Am Abend vor seinem Tod am Kreuz steht Jesus vom letzten Abendmahl mit seinen Jüngern auf, gießt Wasser in ein Becken und beginnt, ihnen die Füße zu waschen. So steht es im Johannesevangelium. Die Kirchen erinnern am Gründonnerstag - dieses Jahr am 6. April - vielerorts an die Demutsgeste Jesu.
Zum Beispiel in Karlsruhe. Zwölf Stühle, zwölf Schüsseln mit warmem Wasser, Seife und Handtuch: Mitten auf dem Marktplatz wollen der evangelische Dekan Thomas Schalla und sein katholischer Kollege Hubert Streckert Passanten die Füße waschen. Und sind gespannt, wie das biblische Ritual ankommt: ob Menschen darin eine Wertschätzung erkennen oder es als unangenehm und peinlich ablehnen.
Positive Erfahrungen mit einer Fußwaschung nach biblischem Vorbild haben evangelische Pastoren im vergangenen Jahr auf der Hamburger Reeperbahn gemacht: Das Angebot der Hamburger "Pop-up Church" wurde von Partygängern und Passanten so gut angenommen, dass die frischen Handtücher ausgingen.
Bekannt aus der katholischen Kirche
In der Antike gehörten Fußwaschungen ganz selbstverständlich zur Körperhygiene, weil die Menschen mit Sandalen über staubige Straßen liefen, erklärt die Freiburger Theologin Anni Hentschel: "Es war ein alltägliches Ritual, wie heute das Duschen oder Zähneputzen."
Bekannt sind rituelle Fußwaschungen vor allem aus der katholischen Kirche. Der Papst und auch Priester waschen traditionell an Gründonnerstag anderen Gläubigen die Füße. Für Aufsehen sorgte Papst Franziskus im Jahr 2013, als er erstmals nicht Priestern in einer Kirche, sondern Häftlingen in einem Gefängnis die Füße wusch.
In unserem kulturellen Kontext fremd
Unter ihnen waren auch eine katholische Italienerin und eine muslimische Serbin, also zwei Frauen - ein weiterer Bruch mit der Tradition.
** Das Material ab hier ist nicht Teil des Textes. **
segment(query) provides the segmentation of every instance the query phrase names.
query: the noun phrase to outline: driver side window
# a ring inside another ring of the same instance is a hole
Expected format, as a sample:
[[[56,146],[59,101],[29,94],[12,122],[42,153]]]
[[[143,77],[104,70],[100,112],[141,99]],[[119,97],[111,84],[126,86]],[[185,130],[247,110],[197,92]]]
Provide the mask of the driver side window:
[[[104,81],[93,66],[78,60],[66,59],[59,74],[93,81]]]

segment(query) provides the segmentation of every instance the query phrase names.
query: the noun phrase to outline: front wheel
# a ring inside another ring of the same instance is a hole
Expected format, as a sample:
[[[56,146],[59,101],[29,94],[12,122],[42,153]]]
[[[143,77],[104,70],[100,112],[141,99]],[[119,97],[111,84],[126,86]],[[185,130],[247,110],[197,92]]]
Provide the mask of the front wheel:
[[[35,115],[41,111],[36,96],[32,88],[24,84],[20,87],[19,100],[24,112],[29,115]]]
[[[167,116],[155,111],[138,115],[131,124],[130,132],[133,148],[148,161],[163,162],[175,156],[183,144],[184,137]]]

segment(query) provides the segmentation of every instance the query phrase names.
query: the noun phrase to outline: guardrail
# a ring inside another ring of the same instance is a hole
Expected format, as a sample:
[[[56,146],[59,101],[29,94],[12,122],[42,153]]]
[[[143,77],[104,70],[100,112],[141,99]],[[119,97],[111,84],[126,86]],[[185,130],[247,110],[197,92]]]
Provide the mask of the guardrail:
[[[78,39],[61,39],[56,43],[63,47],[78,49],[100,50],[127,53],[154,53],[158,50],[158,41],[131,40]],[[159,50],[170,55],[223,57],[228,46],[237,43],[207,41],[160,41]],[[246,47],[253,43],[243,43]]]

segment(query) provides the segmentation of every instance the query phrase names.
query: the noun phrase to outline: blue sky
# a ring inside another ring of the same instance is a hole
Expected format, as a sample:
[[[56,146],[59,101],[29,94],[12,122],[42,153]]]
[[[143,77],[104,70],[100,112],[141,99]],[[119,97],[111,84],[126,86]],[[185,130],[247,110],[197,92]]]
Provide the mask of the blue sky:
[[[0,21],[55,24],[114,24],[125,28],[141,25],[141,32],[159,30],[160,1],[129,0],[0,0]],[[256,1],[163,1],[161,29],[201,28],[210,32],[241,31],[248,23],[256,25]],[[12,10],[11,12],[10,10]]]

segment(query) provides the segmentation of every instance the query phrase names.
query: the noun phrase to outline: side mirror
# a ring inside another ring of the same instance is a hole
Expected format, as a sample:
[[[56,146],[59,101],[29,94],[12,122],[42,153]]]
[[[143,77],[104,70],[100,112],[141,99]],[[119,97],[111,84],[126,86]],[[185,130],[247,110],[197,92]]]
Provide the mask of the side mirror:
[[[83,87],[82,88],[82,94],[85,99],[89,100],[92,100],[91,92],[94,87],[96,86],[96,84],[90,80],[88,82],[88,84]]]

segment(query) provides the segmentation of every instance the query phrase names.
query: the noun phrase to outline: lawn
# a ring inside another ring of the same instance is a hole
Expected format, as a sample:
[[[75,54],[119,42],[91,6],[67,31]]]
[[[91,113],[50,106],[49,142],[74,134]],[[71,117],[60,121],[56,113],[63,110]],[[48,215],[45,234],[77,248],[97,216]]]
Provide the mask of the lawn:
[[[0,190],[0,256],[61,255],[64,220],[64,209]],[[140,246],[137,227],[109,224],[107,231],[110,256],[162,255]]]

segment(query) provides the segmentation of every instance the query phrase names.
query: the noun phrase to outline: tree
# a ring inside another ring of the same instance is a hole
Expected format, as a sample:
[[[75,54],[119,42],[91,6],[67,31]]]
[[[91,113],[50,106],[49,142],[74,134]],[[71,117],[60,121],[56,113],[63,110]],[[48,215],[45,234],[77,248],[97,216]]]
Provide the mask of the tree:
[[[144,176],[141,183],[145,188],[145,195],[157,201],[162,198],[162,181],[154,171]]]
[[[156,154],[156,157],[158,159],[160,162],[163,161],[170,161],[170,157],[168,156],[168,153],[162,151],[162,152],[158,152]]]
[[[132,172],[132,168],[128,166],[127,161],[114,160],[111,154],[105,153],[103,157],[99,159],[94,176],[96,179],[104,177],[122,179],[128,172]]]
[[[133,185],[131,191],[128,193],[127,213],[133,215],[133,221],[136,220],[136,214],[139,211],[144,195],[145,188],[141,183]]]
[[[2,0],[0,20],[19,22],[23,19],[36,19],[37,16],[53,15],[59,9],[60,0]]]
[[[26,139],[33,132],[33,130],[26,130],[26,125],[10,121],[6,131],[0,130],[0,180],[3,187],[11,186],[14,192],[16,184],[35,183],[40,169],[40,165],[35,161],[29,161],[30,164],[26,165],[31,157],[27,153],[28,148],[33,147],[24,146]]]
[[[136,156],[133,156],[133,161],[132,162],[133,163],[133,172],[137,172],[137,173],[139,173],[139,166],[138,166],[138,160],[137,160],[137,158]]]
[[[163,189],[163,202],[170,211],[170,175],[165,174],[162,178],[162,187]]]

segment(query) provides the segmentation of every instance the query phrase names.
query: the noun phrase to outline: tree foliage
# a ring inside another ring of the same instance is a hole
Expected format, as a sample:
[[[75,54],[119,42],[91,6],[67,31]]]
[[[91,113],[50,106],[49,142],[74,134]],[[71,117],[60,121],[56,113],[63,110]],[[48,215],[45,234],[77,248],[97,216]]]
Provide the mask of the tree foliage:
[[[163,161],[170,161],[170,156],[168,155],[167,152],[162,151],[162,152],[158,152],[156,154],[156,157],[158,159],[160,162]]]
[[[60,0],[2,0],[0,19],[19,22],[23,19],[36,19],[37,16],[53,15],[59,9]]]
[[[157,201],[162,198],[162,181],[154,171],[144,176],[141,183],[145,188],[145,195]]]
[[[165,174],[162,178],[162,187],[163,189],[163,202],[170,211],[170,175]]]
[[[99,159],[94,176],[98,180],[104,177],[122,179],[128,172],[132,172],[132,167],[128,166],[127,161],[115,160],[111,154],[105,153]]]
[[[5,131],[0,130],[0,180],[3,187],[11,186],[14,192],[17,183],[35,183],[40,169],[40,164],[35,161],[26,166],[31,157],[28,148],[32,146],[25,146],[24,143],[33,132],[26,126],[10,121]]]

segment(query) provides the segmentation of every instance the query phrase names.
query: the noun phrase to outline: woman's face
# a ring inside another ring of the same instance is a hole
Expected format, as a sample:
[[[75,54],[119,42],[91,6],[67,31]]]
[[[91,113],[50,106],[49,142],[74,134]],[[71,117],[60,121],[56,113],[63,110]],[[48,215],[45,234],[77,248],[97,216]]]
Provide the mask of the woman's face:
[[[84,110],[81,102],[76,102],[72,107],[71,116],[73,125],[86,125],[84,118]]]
Offiziell ist die Teilnahme von Frauen an der Fußwaschung in der katholischen Kirche erst seit 2016 erlaubt.
Im vergangenen Jahr war der Papst zur Fußwaschung im Gefängnis von Civitavecchia und erklärte laut "Vatican News", das sei Jesu Botschaft: "Ihr müsst euch gegenseitig dienen. Einer dient dem anderen, ohne Interesse."
Außerhalb der Kirchen gibt es Fußwaschungen allenfalls im medizinischen Bereich. "Wir können mit der Fußwaschung in unserem kulturellen Kontext nichts anfangen", sagt Anni Hentschel, Professorin für Neues Testament und Diakoniewissenschaft an der Evangelischen Hochschule Freiburg: "Dass mit der Fußwaschung eine Ehre verbunden sein könnte oder sogar ein gewisser Verwöhnfaktor, ist uns in der Regel völlig fremd."
Zärtliche Berührung, ein Liebesbeweis
In der Zeit Jesu hatten Häuser als Zeichen der Gastfreundschaft ein Fußwaschbecken, in dem sich die Gäste ihre Füße selbst säubern konnten. Gelegentlich wurde diese Aufgaben auch von Sklaven übernommen oder - als besondere Ehre - vom Gastgeber.
Wenn Kinder ihren Eltern, Gastgeber ihren Gästen, Schülerinnen und Schüler ihren Lehrern oder Geliebte ihrem Partner die Füße wuschen, sei das als angenehm, wertschätzend verstanden worden. "Es war ein Liebeserweis, verbunden mit einer zärtlichen Berührung", erklärt Hentschel. Vergleichbar sei dies heute etwa mit dem Schenken eines schönen Blumenstraußes.
Auch im kultischen Bereich spielte die rituelle Waschung einst eine wichtige Rolle, etwa vor dem Betreten des Heiligtums oder Tempels. Das Besondere an der biblischen Erzählung von der Fußwaschung im 13. Kapitel des Johannes-Evangeliums sei es, dass Jesus seinen Jüngern die Füße gewaschen habe und nicht umgekehrt. Die Bedeutung des Rituals zeige sich auch daran, dass es nicht vor dem Essen zur Reinigung stattfand, sondern während der gemeinsamen Mahlzeit. Es sei ein Zeichen der Wertschätzung, erklärt Hentschel, die zum Thema "Die Fußwaschungserzählung im Johannes-Evangelium" habilitiert hat.